PLOS One: NZ$1,700 per article
BMC Microbiology:NZ$2,385 per article
mBio: NZ$1,850-3,700 per article

Option 2 is to try new kid on the block Peer J, an open access journal which is aiming to be like PLOS One. Basically Peer J charges a one off fee per author starting at US$99 to publish with them. PeerJ is also trying to encourage engagement within the community by requiring each paying member to provide one ‘review’ per year. This can be as simple as commenting on an article, or formally reviewing a paper in the normal pre-publication manner.

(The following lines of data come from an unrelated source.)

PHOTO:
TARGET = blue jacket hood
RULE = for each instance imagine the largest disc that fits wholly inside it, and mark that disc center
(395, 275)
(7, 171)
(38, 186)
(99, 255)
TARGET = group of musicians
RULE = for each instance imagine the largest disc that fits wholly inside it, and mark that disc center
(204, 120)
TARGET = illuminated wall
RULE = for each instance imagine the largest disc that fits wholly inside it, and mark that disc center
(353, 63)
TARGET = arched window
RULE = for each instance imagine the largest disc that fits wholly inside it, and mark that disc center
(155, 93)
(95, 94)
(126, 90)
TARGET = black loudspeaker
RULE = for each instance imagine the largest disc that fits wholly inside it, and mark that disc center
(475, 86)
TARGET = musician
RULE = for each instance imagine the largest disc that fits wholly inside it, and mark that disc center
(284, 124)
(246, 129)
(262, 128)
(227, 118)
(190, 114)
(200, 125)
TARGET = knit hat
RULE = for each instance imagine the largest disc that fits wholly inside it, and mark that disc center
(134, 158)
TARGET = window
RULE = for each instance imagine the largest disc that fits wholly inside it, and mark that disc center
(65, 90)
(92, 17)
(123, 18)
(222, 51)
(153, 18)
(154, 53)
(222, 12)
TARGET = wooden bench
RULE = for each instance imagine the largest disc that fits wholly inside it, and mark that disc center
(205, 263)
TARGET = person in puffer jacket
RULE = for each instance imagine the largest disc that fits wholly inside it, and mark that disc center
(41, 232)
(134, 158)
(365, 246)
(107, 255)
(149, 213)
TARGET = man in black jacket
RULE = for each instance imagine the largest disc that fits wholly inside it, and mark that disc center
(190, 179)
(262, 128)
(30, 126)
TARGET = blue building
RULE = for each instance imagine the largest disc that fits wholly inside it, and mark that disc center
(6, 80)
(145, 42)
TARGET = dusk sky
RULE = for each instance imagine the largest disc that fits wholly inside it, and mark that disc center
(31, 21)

Option 3 would be to try the new post-publication peer review ‘journals’ like F1000 Research which aims to rapidly publish papers online under an open access model where the articles will hopefully be peer reviewed by the community. They are currently waiving article processing charges for the rest of the year.

I guess I could try submitting a paper to each model and then see which ones will be understood by whatever PBRF-type system we have to assess academic outputs in 6 years time! I’d be keen to hear everyone else’s thoughts on the matter, though.

On another note, I’ve recently started playing with the awesome Utopia Documents, a free pdf reader which searches the internet for content relevant to the paper you are reading. Go watch the demo on the website. It is amazing.